Busiest domestic routes (roundtrip) out of Rafael Núñez International Airport (2015)
| Rank | City | Passengers | % Change | Airlines |
|---|---|---|---|---|
| 1 | Colombia Bogota | 2,390,508 | +12.58% | Avianca, Copa Airlines Colombia, LATAM Colombia, Viva Colombia |
| 2 | Colombia Medellin, Antioquia | 614,520 | +8.98% | Aerolínea de Antioquia, Avianca, LATAM, Viva Colombia |
| 3 | Colombia Cali, Valle del Cauca | 172,113 | +37.56% | Avianca, Viva Colombia |
| 4 | Colombia San Andrés | 101,587 | +55.02% | Copa Airlines Colombia, Viva Colombia |
| 5 | Colombia Pereira, Risaralda | 93,842 | −6.64% | Avianca, Viva Colombia |
| 6 | Colombia Bucaramanga, Santander | 27,646 | +11.56% | EasyFly, Viva Colombia. |

== Capacity and structure ==

- The airport is connected with 3 bays accessible from the runway, the aircraft taxi down the runway 1000 meters to stop turning over 300 meters and take-off position.
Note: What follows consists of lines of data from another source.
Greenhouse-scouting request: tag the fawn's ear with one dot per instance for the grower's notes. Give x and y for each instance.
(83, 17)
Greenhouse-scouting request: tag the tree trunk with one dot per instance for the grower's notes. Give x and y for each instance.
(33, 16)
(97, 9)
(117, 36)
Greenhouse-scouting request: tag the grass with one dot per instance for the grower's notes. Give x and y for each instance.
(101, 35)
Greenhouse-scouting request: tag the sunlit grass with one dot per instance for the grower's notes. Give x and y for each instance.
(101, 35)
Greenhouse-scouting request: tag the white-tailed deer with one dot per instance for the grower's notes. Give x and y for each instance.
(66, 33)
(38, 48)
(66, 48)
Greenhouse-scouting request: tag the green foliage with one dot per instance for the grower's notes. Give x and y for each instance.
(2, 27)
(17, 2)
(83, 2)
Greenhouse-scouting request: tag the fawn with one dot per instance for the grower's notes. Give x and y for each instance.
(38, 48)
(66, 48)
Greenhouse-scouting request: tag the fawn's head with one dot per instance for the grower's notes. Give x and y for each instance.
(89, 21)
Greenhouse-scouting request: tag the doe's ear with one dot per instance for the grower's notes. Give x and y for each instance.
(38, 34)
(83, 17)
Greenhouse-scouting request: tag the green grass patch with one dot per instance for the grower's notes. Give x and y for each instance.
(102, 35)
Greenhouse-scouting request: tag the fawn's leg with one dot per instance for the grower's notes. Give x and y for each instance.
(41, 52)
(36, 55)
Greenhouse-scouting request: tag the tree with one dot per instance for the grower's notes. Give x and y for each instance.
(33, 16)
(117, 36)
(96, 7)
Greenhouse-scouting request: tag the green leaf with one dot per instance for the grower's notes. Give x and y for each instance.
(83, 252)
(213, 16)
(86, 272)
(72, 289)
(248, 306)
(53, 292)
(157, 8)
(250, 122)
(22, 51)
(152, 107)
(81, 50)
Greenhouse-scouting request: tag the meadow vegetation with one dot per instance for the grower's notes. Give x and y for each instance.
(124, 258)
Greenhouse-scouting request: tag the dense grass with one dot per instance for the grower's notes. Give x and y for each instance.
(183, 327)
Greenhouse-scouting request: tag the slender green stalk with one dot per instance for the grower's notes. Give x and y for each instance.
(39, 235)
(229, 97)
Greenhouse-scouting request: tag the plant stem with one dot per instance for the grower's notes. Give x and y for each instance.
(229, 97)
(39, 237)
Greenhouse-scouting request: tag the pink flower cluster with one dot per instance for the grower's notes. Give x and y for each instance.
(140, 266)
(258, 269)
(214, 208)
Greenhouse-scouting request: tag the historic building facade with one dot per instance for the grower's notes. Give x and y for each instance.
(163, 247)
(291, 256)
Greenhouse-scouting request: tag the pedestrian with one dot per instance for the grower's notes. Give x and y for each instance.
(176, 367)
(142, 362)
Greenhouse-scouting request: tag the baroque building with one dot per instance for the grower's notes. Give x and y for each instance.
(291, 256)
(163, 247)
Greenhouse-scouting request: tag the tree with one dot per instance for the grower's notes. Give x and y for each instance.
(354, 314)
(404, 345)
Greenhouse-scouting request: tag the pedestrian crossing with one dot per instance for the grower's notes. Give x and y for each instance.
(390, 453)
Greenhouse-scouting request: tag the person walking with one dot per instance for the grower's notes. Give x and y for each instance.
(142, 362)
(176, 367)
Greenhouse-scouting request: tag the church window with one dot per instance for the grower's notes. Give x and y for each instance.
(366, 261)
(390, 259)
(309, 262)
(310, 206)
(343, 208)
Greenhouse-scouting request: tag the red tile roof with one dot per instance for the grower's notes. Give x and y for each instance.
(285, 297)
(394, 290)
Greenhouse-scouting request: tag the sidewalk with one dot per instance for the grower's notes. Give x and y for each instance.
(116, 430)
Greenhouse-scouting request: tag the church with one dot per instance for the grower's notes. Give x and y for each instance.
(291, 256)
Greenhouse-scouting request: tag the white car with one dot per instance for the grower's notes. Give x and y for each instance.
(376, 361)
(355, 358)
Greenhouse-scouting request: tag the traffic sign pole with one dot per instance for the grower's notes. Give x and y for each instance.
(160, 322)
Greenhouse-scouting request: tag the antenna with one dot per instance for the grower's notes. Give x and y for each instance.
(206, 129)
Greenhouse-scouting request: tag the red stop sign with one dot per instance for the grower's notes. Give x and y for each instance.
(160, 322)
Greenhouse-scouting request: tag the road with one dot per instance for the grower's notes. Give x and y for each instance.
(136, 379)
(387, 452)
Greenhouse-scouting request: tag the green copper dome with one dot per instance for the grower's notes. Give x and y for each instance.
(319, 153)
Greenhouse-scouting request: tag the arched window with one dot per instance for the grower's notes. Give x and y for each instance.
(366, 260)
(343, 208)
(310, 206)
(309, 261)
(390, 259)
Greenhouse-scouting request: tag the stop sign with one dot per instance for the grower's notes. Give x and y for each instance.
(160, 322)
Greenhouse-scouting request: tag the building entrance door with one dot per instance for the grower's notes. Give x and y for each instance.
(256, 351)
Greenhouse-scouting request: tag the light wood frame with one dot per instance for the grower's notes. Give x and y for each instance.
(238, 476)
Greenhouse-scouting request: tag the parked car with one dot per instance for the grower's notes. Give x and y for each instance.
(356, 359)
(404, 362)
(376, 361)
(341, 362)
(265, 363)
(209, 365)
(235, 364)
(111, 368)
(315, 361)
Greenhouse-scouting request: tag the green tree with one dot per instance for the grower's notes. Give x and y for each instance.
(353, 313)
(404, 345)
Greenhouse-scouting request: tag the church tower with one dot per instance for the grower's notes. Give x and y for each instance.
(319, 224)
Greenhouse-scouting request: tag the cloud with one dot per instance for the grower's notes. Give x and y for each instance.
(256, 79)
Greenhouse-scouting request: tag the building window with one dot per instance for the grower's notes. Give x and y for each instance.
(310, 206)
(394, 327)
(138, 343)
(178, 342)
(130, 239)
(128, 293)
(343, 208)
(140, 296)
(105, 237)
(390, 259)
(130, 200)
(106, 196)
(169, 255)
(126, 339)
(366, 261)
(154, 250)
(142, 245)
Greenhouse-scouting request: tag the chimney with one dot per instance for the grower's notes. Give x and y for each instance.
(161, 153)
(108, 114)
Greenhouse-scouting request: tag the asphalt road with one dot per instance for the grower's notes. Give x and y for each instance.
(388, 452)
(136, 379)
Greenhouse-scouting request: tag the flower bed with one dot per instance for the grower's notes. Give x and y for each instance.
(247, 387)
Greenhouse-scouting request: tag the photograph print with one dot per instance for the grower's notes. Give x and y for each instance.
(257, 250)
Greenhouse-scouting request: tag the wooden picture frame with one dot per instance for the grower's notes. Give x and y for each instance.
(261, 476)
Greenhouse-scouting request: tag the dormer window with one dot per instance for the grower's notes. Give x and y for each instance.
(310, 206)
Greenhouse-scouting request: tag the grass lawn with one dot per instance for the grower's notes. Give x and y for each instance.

The track is 60 meters wide and 2,600 m long at 0 meters above sea level provides sufficient capacity for modern transatlantic aircraft operations without problems.
- The airport has the capacity to house 11 aircraft and open skies for charter operations.
- Currently, OINAC S.A. has a 10 years contract to administer and expand the airport since March 1st 2024

==See also==
- Transport in Colombia
- List of airports in Colombia

==Accidents and incidents==
- On January 11, 1995, Intercontinental de Aviación Flight 256 crashed on approach to the airport due to instrument failures and pilot errors leading to a CFIT.